The Logic Behind Diversification-media-1

When dealing with people, remember that you are not dealing with creatures of logic, but creatures of emotion. – Dale Carnegie

Last month, we introduced the concept of diversification. Since its numerous benefits cannot be completely explained in a simple paragraph, consider this chapter two of our lesson. Before we embark on extolling the virtues of your grandmother’s lesson to not put all your eggs in one basket, let’s clarify a couple of facts: 

First off, people are naturally wired to have a “recency bias”. This means that expectations are that the recent past is pretty much what the future will look like. (It’s not your fault; it’s wired into your DNA.) What’s more interesting is that, despite tons of history that the past is not indicative of the future, people tend to gravitate toward a belief that it is. We’ve seen this recently where US stocks have performed well while other investments lagged behind, and people can’t seem to get enough of them as a result.

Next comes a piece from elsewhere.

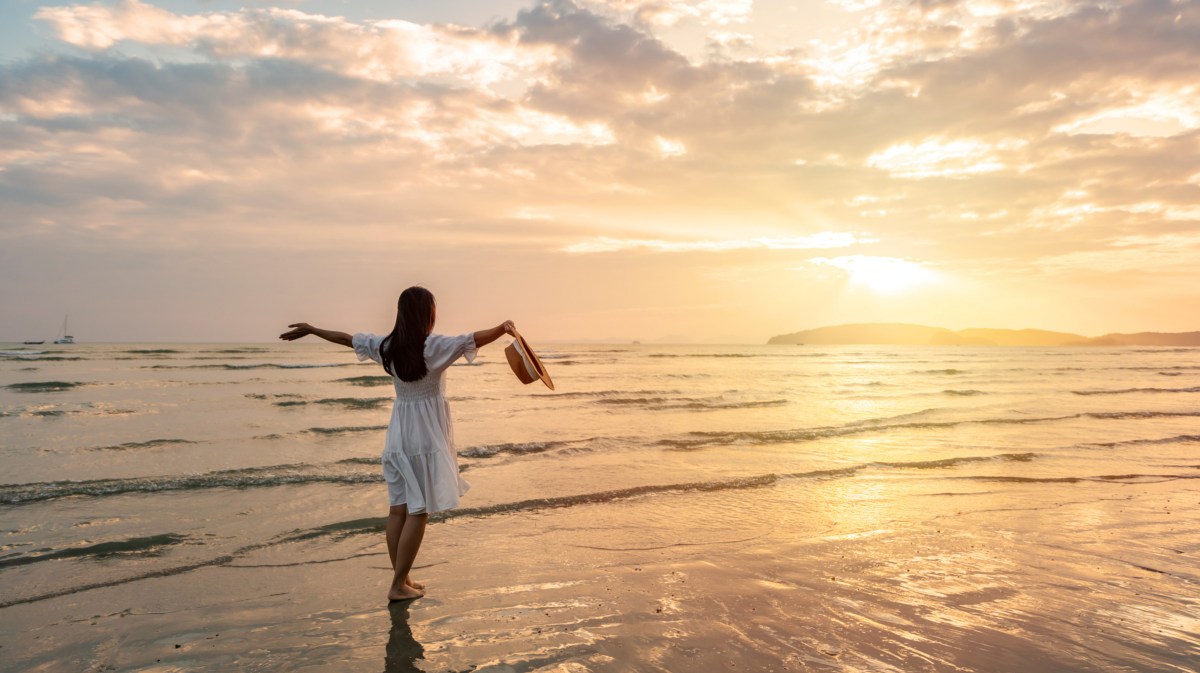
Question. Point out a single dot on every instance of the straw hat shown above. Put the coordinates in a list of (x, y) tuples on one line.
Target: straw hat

Second, you generally have only two speeds when it comes to your money – fear and greed. (“I want the highest possible returns with no risk.”) Again, it’s in your wiring. Both of these tendencies are grounded in emotions, not logic. Sadly, there’s not much room for emotion if you want to invest successfully. Let’s look at some facts and see what logical conclusions we can draw from them:

  • It is a statistical fact that past investment performance is not an indicator of future performance. Just because a particular investment has performed well (US stocks) or poorly (oil) in the recent past is not an indication of how it will perform going forward. There is no historical basis for predicting it.
  • The future short term direction of investment markets is fundamentally unknowable. The world is full of unemployed soothsayer’s blogging away on what tomorrow will bring to your portfolio. The truth is – you’re every bit as qualified as they are to guess. Because that’s all it is – a guess. 
  • Nothing goes up forever or down forever. Instead, all investments go through cycles of outperforming and underperforming each other. We just don’t know when. (See fact #1)

If these are facts, then logic tells us the best course of action is to spread our wealth over all these investments and be patient. Every year, we’ll own the winners- and some of the losers. This diversification has the wonderful benefit of smoothing out your returns year in and year out. The best analogy we can offer is the Dames Point Bridge in Jacksonville. It spans the St John’s River at an impressive 175 feet high. The bridge has six lanes for traffic. It also has guardrails to keep you from driving off the bridge to an unpleasant end. So, a question: If it didn’t have any guardrails, which lane would you use to get across the river?

If you’re logical, you’d drive straight across the middle of the bridge. Well, that’s what diversification does for your portfolio. If you think of investments as the traffic lanes, some get too close to the edge each year. But by owning them all, you get to enjoy the middle of the investment drive each year. And if the destination is a comfortable retirement, driving across the middle lane just makes sense. This doesn’t guarantee you win every year, but it does make the ride more predictable and safer than betting which lane will get you there faster (“I only want to own US stocks, because they are doing well today.”) – and being wrong about it.

Remember the three principals we espouse over and over: Asset allocation, diversification, and rebalancing. You’re counting on us to get you across the bridge dry and on time. Time has proven these principals will help us all do just that.